Is Every Show That Fails To Chart a Flop?
Not really. First, there’s a lot of filler content out there and a lot of it’s really cheap. I’m talking about genres like anime, kids programming, game shows, sports docs, standup specials, reality shows, foreign films, true crime docs. If inexpensive, mass-produced shows don’t chart, it doesn’t really matter. These shows don’t cost a lot to make, so it’s probably not a big deal if they don’t make the ratings/rankings charts.
We’re mainly looking to call out big, expensive TV shows.
Like Pachinko, an Apple TV+ show which reports say cost as much as The Crown to make (over $100 million) and whose producer said on KCRW’s The Business (and other outlets) that it was a challenge to get this show made because it had so, so many red flags. (It probably makes sense, in retrospect, why no one watched it.) For that much money, Apple could have made probably fifty hours of a multi-cam sitcom. Or about 100,000 hours of House Hunters.

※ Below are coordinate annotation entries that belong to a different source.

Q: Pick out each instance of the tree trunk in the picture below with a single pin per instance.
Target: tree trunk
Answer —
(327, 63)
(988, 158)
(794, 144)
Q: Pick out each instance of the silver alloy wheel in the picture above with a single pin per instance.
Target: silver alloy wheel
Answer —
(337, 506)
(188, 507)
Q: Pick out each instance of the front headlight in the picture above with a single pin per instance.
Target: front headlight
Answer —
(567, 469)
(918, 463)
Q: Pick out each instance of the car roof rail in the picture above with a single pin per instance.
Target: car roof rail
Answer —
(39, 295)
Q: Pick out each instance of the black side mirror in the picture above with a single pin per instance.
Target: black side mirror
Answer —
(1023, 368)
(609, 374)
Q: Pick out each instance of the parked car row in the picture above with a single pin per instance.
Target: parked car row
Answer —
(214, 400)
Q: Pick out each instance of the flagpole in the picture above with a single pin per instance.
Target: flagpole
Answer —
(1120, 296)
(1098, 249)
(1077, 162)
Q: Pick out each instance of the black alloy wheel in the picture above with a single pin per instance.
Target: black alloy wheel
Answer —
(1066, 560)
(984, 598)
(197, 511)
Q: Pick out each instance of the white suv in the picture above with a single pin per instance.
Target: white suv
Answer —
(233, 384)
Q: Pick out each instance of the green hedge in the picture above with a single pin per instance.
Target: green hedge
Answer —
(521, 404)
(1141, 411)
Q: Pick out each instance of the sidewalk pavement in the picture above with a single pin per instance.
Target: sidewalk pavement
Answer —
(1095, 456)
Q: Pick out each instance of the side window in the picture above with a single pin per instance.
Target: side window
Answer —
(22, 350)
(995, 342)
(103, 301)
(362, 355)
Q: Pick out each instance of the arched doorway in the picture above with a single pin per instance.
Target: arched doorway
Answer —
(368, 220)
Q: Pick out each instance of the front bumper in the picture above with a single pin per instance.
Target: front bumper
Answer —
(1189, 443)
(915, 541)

You need Ted Lasso-sized numbers to justify an eight zero budget.
Why does this matter?
It matters so the industry doesn’t waste money making dozens of TV shows that 90% of America doesn’t care about and doesn’t want to watch. As belts tighten in response to Wall Street’s fickleness about streaming, or a possible recession, this will only be more important. Hollywood’s free lunch, as Richard Rushfield has noted, is probably coming to an end.
Everyone working in the entertainment industry should know what works and what doesn’t. What serves their audience and what doesn’t. What’s popular and what isn’t.
But the current media landscape doesn’t provide these answers. So we do. Unlike the past with Nielsen ratings, the bombs are hidden, which allow more bombs to be made, something I’ve seen first hand when I used to work at a streamer.